Ordered that the order entered March 29, 2002, is affirmed insofar as appealed from; and it is further,
Ordered that the order entered September 9, 2002, is affirmed; and it is further,
Ordered that one bill of costs is awarded to the respondents appearing separately and filing separate briefs.
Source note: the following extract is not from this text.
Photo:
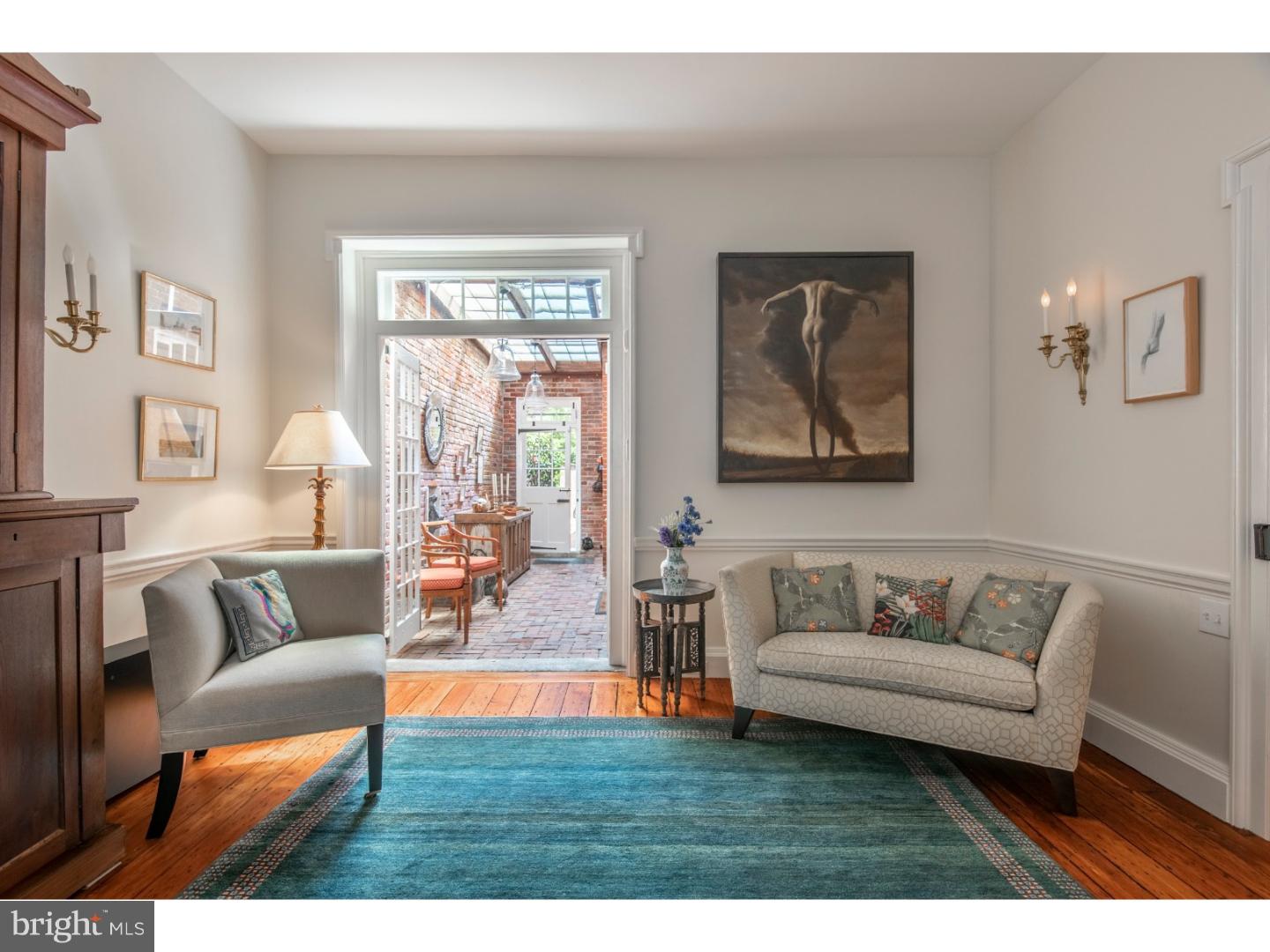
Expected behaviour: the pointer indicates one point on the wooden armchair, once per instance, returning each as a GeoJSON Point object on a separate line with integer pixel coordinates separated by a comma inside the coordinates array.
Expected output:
{"type": "Point", "coordinates": [444, 533]}
{"type": "Point", "coordinates": [447, 574]}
The respondents did not default in answering the amended complaint (see S.D.I. Corp. v Fireman’s Fund Ins. Cos., 208 AD2d 706 [1994]). In any event, even if they did default in answering, they established justifiable excuses therefor, and potentially meritorious defenses to the action (see McNamara v Banney, 227 AD2d 892 [1996]). Moreover, there is no indication that the plaintiffs were prejudiced by the alleged default (see McKay v Longman, 199 AD2d 941 [1993]; Leogrande v Glass, 106 AD2d 431 [1984]; County of Nassau v Cedric Constr. Corp., 100 AD2d 890 [1984]). Under these circumstances, the court properly denied the plaintiffs’ motion for leave to enter judgment.
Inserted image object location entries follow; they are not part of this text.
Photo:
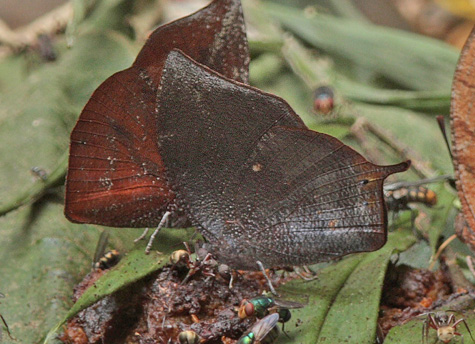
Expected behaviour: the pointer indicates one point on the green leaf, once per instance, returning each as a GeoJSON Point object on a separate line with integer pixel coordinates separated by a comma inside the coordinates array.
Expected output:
{"type": "Point", "coordinates": [37, 117]}
{"type": "Point", "coordinates": [402, 57]}
{"type": "Point", "coordinates": [342, 297]}
{"type": "Point", "coordinates": [130, 269]}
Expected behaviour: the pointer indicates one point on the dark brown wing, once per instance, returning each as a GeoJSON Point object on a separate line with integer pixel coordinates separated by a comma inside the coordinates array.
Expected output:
{"type": "Point", "coordinates": [115, 174]}
{"type": "Point", "coordinates": [260, 186]}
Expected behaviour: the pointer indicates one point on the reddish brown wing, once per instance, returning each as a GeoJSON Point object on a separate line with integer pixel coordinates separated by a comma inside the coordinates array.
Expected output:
{"type": "Point", "coordinates": [115, 176]}
{"type": "Point", "coordinates": [463, 129]}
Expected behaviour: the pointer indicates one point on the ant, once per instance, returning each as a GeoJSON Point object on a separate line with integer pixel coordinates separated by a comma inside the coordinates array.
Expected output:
{"type": "Point", "coordinates": [445, 325]}
{"type": "Point", "coordinates": [204, 262]}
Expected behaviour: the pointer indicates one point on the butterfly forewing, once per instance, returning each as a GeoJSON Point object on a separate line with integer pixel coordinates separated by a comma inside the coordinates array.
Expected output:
{"type": "Point", "coordinates": [115, 174]}
{"type": "Point", "coordinates": [257, 182]}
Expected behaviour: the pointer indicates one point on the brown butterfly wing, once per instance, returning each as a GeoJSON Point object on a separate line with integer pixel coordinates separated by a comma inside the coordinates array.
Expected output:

The court also correctly granted that branch of the cross motion of the defendants University Physicians of Brooklyn, Inc., and Daniel Zabel (hereinafter UPB and Zabel) which was to dismiss the amended complaint insofar as asserted against them. Accepting the facts as alleged in the amended complaint as true, and according the plaintiffs the benefit of every possible favorable inference (see Leon v Martinez, 84 NY2d 83 [1994]), the amended complaint fails to state a cause of action against UPB and Zabel (see CPLR 3211 [a] [7]). Indeed, the plaintiffs’ allegations regarding the conduct of UPB and Zabel were impermissibly vague and conclusory (see Stoianoff v Gahona, 248 AD2d 525 [1998]). Moreover, the affidavits the plaintiffs submitted in opposition to the cross motion failed to remedy the amended complaint’s defects (see Guggenheimer v Ginzburg, 43 NY2d 268 [1977]; Rovello v Orofino Realty Co., 40 NY2d 633 [1976]).
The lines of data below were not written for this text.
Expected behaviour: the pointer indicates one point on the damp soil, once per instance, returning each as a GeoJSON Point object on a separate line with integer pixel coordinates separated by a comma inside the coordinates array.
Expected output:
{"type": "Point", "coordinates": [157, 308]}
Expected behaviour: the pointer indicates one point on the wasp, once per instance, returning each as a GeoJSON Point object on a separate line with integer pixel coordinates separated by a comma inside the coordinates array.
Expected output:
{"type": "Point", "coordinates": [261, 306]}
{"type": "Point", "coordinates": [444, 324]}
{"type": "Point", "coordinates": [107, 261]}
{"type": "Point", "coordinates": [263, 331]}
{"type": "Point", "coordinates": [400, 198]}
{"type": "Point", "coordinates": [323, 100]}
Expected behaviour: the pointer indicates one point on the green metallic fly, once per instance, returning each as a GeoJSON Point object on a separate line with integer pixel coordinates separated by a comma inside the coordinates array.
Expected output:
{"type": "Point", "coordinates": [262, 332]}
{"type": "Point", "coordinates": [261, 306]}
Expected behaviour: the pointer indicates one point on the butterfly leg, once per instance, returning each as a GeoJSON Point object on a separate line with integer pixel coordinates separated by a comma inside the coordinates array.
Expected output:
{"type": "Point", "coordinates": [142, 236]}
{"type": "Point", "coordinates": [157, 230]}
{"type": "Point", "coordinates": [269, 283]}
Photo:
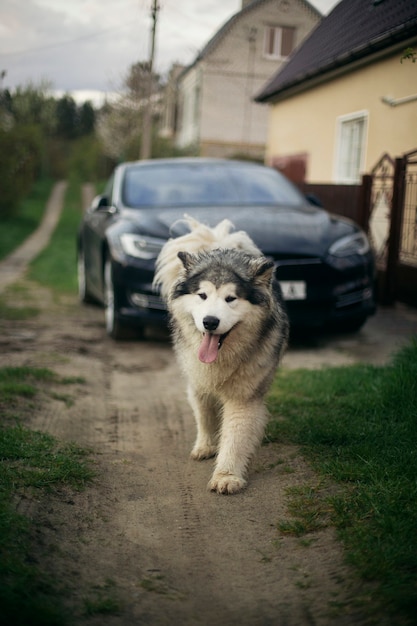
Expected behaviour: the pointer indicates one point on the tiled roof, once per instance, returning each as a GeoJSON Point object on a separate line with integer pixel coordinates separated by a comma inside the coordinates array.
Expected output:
{"type": "Point", "coordinates": [353, 30]}
{"type": "Point", "coordinates": [219, 35]}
The court also correctly granted the remaining defendants’ subsequent motion to dismiss the amended complaint insofar as asserted against them, since the court lacked subject matter jurisdiction over the controversy with respect to those defendants (see CPLR 3211 [a] [2]). Indeed, the court correctly determined that under the circumstances, those defendants, who were officials and employees of the State, acted in their official capacities in the exercise of governmental functions (see Morell v Balasubramanian, 70 NY2d 297 [1987]). Therefore, the action could only be maintained against them in the Court of Claims (see Drought v New York State Psychiatric Inst., 206 AD2d 500 [1994]).
The plaintiffs’ remaining contentions are without merit. Ritter, J.P., S. Miller, Luciano and H. Miller, JJ., concur.